Systematics in the superconducting and normal state properties in chemically substituted MgB$_{2}$

TL;DR

This study investigates how chemical substitutions in MgB$_{2}$ affect its superconducting and normal state properties, revealing systematic trends related to electron count and scattering mechanisms.

Contribution

It provides a comprehensive analysis of the effects of Li, Cu, and C substitutions on MgB$_{2}$'s electronic properties and their relation to superconductivity.

Findings

T$_{C}$ remains constant at low electron counts, then decreases rapidly.

Resistivity fits the Bloch-Gruneisen formula, allowing extraction of Debye temperature.

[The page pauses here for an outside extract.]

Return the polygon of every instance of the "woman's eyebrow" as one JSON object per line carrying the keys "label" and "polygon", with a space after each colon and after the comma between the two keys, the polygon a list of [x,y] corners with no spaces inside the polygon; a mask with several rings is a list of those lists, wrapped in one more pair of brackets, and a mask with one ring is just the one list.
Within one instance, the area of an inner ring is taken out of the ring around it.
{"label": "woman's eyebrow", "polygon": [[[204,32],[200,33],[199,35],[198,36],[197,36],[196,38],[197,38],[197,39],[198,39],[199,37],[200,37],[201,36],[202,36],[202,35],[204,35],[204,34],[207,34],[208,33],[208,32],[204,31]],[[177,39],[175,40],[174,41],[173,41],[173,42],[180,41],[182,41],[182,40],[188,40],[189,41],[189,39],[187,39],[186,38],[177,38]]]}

Substitution type influences intraband/interband scattering and conduction band dominance.

Abstract

The superconducting transition temperature, T$_{C}$, the residual resistivity $\rho_{0}$ and the slope of resistivity curve at high temperature, d$\rho$/dT, have been measured in a series of MgB$_{2}$ samples that have been chemically substituted to varying degree with Li or Cu at the Mg-site and by Li or Cu at the Mg-site along with C substitution at the B-site. DC resistivity and ac susceptibility measurements were employed to extract the above parameters. T$_{C}$ versus the electron count (estimated from simple chemical valence count arguments) shows a universal behaviour, with T$_{C}$ being constant at the MgB$_{2}$ value for electron counts lower than in MgB$_{2}$ but rapidly decreasing for larger electron counts. The temperature dependence of resistivity in the normal state fits to the Bloch- Gruneisen formula, from which the Debye temperature, $\theta_{D}$, and the $\rho_{0}$ are extracted. $\theta_{D}$ variation with T$_{C}$ is not systematic, whereas $\rho_{0}$ versus T$_{C}$ shows a systematic variation that depends on the type of the chemical substituent. This dependence has a signature of the nature of the intraband/interband scattering affected by the chemical substitutions. d$\rho$/dT increases with C substitution, but decreases with Li and Cu substitution, implying that C substitution leads to the domination of conductivity by the $\sigma$ band, while in the Li/Cu substituted samples the $\pi$ band dominates conduction.